La sainte famille au repos pendant la fuite en Egypte (Musée Unterlinden Colmar)
Errare humanum est, perseverare diabolicum : l'erreur est humaine, persévérer (dans son erreur) est diabolique…
Un paragraphe de l’article publié le 29 décembre 2020, Le clocher tors de l’église Notre-Dame de Rouffach, dont le sujet était la flèche de la tour sud, démolie avant les grands travaux du XIXème siècle, a suscité des remarques de lecteurs qui m’ont permis de revoir et corriger ma copie. Voici le paragraphe en cause :
Ce clocher de la tour Sud de Rouffach n’a pas été conservé et pour cause : s'il était vrillé, cela ne devait rien à la volonté et à l'art d’un maître charpentier qui aurait voulu réaliser là son chef d’œuvre, mais à sa mauvaise construction et à sa vétusté : il représentait même un danger permanent et il était plus qu'urgent d'intervenir !
C'était là une conclusion hâtive, en commentaire du rapport de l’architecte colmarien P.F.Janinet sur l’état de l’église, dressé le 2 juillet 1816 :
La tour dont il vient d’être question est surmontée actuellement par une flèche couverte en tuiles, dont la charpente est en sapin : font craindre à chaque instant qu’elle ne vienne à s’écrouler.

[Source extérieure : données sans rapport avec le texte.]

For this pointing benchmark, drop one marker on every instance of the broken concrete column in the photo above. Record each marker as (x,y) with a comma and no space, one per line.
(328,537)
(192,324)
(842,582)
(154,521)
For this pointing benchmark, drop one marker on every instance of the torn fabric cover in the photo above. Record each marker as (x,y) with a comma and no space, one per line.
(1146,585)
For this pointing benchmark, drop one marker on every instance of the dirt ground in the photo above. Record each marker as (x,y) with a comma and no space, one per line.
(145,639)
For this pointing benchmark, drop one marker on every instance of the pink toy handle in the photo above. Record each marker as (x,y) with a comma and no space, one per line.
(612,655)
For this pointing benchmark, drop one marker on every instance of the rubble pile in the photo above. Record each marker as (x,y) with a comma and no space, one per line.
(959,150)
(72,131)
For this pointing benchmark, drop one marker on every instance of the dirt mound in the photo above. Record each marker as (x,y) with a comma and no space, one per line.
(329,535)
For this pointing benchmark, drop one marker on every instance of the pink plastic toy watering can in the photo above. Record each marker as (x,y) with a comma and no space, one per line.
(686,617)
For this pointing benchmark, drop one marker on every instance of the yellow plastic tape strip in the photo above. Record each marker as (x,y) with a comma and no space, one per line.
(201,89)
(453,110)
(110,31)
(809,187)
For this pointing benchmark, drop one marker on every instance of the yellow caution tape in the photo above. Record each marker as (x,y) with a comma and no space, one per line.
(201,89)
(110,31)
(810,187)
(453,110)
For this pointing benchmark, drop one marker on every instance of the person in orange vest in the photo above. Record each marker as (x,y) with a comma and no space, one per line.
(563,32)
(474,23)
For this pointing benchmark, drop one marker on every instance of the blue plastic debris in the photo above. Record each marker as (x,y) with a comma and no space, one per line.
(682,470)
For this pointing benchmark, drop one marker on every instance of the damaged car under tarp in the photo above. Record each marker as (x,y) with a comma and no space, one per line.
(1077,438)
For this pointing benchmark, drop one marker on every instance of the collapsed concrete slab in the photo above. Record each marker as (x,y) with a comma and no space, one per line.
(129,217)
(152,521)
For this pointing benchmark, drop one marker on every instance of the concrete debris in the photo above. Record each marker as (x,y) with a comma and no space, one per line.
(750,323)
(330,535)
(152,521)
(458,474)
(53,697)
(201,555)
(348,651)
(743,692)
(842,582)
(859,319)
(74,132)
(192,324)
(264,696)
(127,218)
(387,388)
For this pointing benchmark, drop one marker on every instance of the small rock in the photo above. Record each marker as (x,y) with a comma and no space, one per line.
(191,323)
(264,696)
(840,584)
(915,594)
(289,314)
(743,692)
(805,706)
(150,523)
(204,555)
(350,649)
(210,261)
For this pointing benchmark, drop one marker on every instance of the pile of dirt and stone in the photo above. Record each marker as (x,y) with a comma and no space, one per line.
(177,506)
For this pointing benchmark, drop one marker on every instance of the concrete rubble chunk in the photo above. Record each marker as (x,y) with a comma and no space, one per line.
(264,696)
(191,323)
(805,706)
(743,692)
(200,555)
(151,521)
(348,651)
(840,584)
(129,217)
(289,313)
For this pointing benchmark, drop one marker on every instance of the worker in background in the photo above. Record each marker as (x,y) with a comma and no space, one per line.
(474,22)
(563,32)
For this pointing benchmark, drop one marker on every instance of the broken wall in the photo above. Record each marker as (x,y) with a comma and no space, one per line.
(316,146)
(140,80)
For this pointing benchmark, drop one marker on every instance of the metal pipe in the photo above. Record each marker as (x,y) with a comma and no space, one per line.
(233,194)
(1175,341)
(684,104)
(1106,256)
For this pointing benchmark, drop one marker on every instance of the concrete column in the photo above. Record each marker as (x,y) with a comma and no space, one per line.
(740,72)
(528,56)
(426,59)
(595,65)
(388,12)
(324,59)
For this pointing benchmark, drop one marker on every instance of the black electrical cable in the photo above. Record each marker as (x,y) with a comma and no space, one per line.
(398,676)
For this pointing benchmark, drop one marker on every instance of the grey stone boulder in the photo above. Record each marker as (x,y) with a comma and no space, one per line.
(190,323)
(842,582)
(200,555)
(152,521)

Les pièces principales qui la soutiennent sont entièrement pourries par leur pied, leur inégale résistance a fait éprouver à toute la charpente un mouvement de torsion, en sorte que la flèche a perdu son aplomb et penche considérablement du côté de la place où se tiennent les marchés publics.

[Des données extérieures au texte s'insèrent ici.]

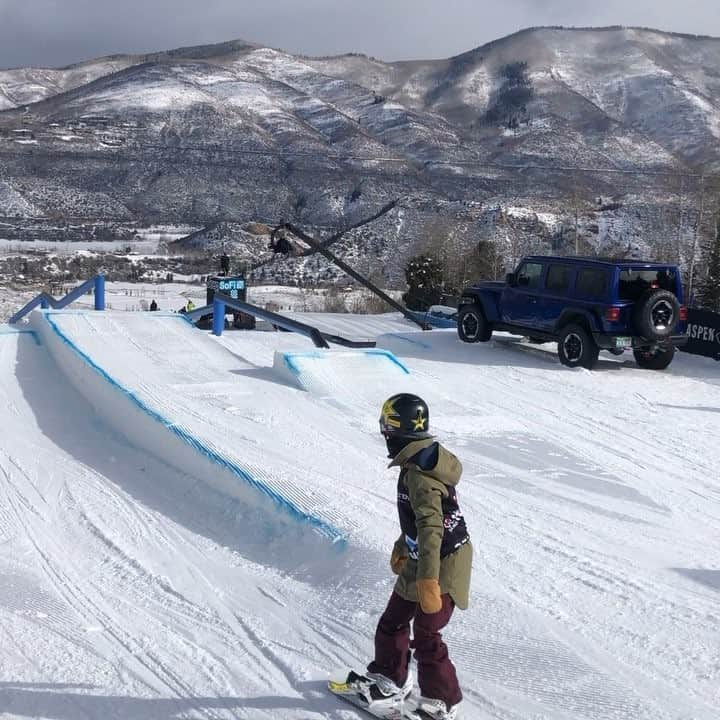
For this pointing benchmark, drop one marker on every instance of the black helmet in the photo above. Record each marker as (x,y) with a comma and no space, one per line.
(405,416)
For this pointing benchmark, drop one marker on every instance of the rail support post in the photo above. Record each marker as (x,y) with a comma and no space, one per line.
(100,292)
(218,317)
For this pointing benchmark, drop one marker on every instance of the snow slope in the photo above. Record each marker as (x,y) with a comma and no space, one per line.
(591,497)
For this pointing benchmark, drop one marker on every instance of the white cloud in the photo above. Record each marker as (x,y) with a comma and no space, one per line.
(55,32)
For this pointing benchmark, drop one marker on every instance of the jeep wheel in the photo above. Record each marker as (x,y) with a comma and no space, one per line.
(472,325)
(576,347)
(657,314)
(654,359)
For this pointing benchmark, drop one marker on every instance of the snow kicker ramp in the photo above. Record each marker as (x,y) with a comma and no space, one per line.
(128,590)
(182,396)
(342,377)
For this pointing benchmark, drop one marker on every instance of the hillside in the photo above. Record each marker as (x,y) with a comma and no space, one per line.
(615,126)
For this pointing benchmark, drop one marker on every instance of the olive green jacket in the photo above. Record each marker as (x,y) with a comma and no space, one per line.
(426,489)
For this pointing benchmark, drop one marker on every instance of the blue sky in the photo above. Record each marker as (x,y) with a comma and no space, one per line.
(58,32)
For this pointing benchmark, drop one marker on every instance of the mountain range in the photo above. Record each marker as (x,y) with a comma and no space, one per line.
(552,138)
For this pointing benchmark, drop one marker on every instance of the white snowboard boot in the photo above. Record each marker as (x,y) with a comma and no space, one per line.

Les images de l’église Notre-Dame qui nous sont parvenues :
Cette représentation de l’Eglise Notre-Dame de l’Assomption (1839 Bichebois d’après Rothmüller) ne permet pas d’aboutir à une conclusion : la flèche semble plutôt droite, mais la légende sous l’image dit bien « Bichebois, d’après le croquis de J. Rothmuller » : si Jacques Rothmüller (1804-1862) a pu travailler sur le motif, ce n’était sans doute pas le cas de Bichebois, qui lui, a interprété un « croquis ». Par contre on voit bien que cette flèche est posée sur un socle qui semble réserver un espace de circulation autour d’elle, protégé par un garde-corps de pierre, réalisés par maître Hans, tailleur de pierre (contrat de 1515, A.M.R. CC 65).

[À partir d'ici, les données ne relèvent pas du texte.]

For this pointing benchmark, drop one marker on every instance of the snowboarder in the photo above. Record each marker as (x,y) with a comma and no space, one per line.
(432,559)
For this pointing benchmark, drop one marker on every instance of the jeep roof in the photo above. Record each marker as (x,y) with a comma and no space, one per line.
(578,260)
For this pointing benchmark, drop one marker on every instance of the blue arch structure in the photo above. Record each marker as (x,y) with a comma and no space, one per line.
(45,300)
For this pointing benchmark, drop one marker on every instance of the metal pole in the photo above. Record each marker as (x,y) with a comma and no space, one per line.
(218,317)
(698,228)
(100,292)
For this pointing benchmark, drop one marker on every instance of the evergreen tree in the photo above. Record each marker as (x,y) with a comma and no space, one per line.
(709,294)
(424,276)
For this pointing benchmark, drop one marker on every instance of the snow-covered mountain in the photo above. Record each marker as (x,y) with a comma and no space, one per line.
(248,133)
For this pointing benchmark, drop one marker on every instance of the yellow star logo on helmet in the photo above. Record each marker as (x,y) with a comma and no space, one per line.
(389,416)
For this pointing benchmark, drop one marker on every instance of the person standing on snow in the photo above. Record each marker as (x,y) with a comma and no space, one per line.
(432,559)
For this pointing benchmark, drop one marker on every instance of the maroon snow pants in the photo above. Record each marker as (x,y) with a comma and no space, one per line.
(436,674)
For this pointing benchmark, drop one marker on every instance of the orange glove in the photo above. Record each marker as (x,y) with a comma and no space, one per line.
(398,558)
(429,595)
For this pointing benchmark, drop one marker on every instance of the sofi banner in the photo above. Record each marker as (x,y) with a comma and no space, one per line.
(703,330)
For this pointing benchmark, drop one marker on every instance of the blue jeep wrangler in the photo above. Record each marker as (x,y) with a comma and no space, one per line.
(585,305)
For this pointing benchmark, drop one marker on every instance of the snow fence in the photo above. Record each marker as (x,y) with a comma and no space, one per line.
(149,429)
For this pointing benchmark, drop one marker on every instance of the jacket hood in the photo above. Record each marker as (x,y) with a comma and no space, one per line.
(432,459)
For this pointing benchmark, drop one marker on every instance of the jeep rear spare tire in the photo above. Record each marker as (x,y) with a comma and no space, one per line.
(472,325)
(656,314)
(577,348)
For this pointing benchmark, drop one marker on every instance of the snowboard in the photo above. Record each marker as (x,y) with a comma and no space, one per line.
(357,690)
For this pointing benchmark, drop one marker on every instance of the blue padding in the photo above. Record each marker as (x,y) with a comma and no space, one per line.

Cette assise au sommet de la tour sud, nous la retrouvons sur une vue de Rouffach de 1582 (A.D.H.R. 3 G / 34) dont voici un détail :
On y voit la flèche de la tour centrale équipée d’une curieuse construction en encorbellement, un poste de guet ? A droite de cette tour, la tour sud, surmontée d’une flèche : hexagonale, octogonale, torse ou pas, le dessin ne le montre pas. Il est vrai que ce plan de 1582 n’est pas une vue d’artiste, mais une pièce dans l'un des multiples et incessants litiges, arbitrages et procès opposant l'évêque de Strasbourg aux Schauenburg, au sujet des moulins ou des limites et droits d'usages dans les forêts.
Ni le « plan » de Sebastian Münster de 1548 ni celui de François de Belleforest de 1575 (réalisé d’après celui de Münster), n’apportent de réponse à la question posée : tors ou pas tors ?
Le plan ci-dessus, de Braun-Hogenberg [1] de 1590, est une interprétation assez libre du plan de Münster, qui présente sur la tour sud un étage surmonté d’une flèche qui dépasse largement la hauteur de celle de la tour centrale, une flèche dessinée droite…
La vue de Rouffach à l’arrière-plan de La sainte famille au repos pendant la fuite en Egypte du 17ème siècle, conservée au Musée Unterlinden de Colmar, présente une tour sud particulièrement trapue surmontée d’une flèche qui ne permet pas de distinguer de détails :
La vue de Rouffach, photographie d’Adolphe BRAUN [2] dans publiée dans L'Alsace photographiée (A.D.H.R.) ne laisse aucun doute, la flèche est bel et bien vrillée : non pas vrillée accidentellement à la suite d’un affaissement de la charpente mais conçue et réalisée comme telle.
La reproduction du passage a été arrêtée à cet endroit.